A three-judge panel of the Second Appellate District in Los Angeles County took it upon itself to do some investigating, and in April, "notified the parties it had taken judicial notice of the records of the California Secretary of State, which records indicated Mongols Inc. is a dissolved corporation."

In an opinion released August 2, 2012, the justices argued that because the Mongols had stated in their incorporation dissolution papers that they had no assets, the club was barred from claiming the lawsuit was part of the corporate "winding up" process, which is allowed for corporations being dissolved.

The appellate justices knew their "post-judgment" evidence-gathering was unusual, and tried to explain it in an opinion footnote: "While post-judgment evidence is generally not admissible on appeal, it may be considered to determine whether it renders an issue moot on appeal." Then they called their own rules of procedure "somewhat flexible," and hung their collective legal hat on a case in which the "Supreme Court deemed it appropriate to take judicial notice of an insurer's post-judgment insolvency."

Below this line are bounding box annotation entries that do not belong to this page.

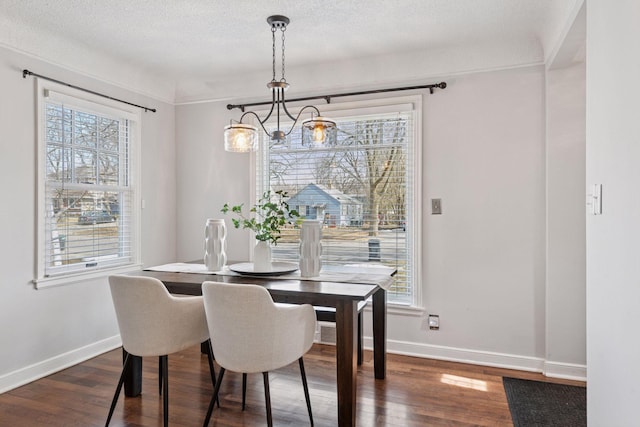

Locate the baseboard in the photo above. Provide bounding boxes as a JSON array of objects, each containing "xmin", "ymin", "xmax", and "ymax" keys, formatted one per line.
[
  {"xmin": 0, "ymin": 335, "xmax": 122, "ymax": 394},
  {"xmin": 543, "ymin": 361, "xmax": 587, "ymax": 381},
  {"xmin": 376, "ymin": 337, "xmax": 544, "ymax": 372}
]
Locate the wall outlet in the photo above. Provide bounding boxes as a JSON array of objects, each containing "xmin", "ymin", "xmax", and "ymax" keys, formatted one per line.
[{"xmin": 427, "ymin": 314, "xmax": 440, "ymax": 331}]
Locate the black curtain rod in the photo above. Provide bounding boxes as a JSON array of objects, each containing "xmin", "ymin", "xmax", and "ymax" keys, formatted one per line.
[
  {"xmin": 227, "ymin": 82, "xmax": 447, "ymax": 113},
  {"xmin": 22, "ymin": 70, "xmax": 156, "ymax": 113}
]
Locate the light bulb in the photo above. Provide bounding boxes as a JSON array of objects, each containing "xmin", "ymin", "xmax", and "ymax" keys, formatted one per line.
[
  {"xmin": 313, "ymin": 123, "xmax": 325, "ymax": 144},
  {"xmin": 234, "ymin": 130, "xmax": 248, "ymax": 151}
]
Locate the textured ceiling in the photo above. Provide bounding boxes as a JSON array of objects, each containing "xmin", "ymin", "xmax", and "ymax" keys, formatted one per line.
[{"xmin": 0, "ymin": 0, "xmax": 582, "ymax": 103}]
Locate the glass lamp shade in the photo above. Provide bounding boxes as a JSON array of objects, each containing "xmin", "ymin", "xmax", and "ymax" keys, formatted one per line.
[
  {"xmin": 302, "ymin": 116, "xmax": 338, "ymax": 146},
  {"xmin": 224, "ymin": 123, "xmax": 258, "ymax": 153}
]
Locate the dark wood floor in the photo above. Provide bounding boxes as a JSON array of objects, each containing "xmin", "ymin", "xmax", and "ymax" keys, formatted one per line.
[{"xmin": 0, "ymin": 345, "xmax": 584, "ymax": 427}]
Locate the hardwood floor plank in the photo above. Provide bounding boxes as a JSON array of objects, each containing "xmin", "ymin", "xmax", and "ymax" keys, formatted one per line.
[{"xmin": 0, "ymin": 345, "xmax": 584, "ymax": 427}]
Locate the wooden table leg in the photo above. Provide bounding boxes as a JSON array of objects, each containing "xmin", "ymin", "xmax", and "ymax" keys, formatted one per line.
[
  {"xmin": 336, "ymin": 301, "xmax": 358, "ymax": 426},
  {"xmin": 372, "ymin": 288, "xmax": 387, "ymax": 380},
  {"xmin": 122, "ymin": 348, "xmax": 142, "ymax": 397}
]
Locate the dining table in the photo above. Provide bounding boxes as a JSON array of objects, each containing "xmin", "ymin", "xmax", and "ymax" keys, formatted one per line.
[{"xmin": 124, "ymin": 263, "xmax": 396, "ymax": 426}]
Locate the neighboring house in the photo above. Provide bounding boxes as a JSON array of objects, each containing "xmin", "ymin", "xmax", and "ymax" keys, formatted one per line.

The footnote should be required reading for all trial court judges in California, especially those who decry judicial activism.

Sorry, boys: appellate decisions should be based on the case presented at trial, the same evidence the trial judge considered when making his decision, and absolutely not on post-judgment evidence discovered afterwards.

In the end, the appellate court ordered the judge to dismiss the "Mongols Inc.'s action in its entirety," basing it on its own "post-judgment" evidence-gathering.

I am not defending these Mongol miscreants. But, the ruling raises a troubling question: Would the justices have used "post-judgment evidence" to dismiss this case if it had been filed by the Acme Baby Diaper Co. Inc. against Lancaster?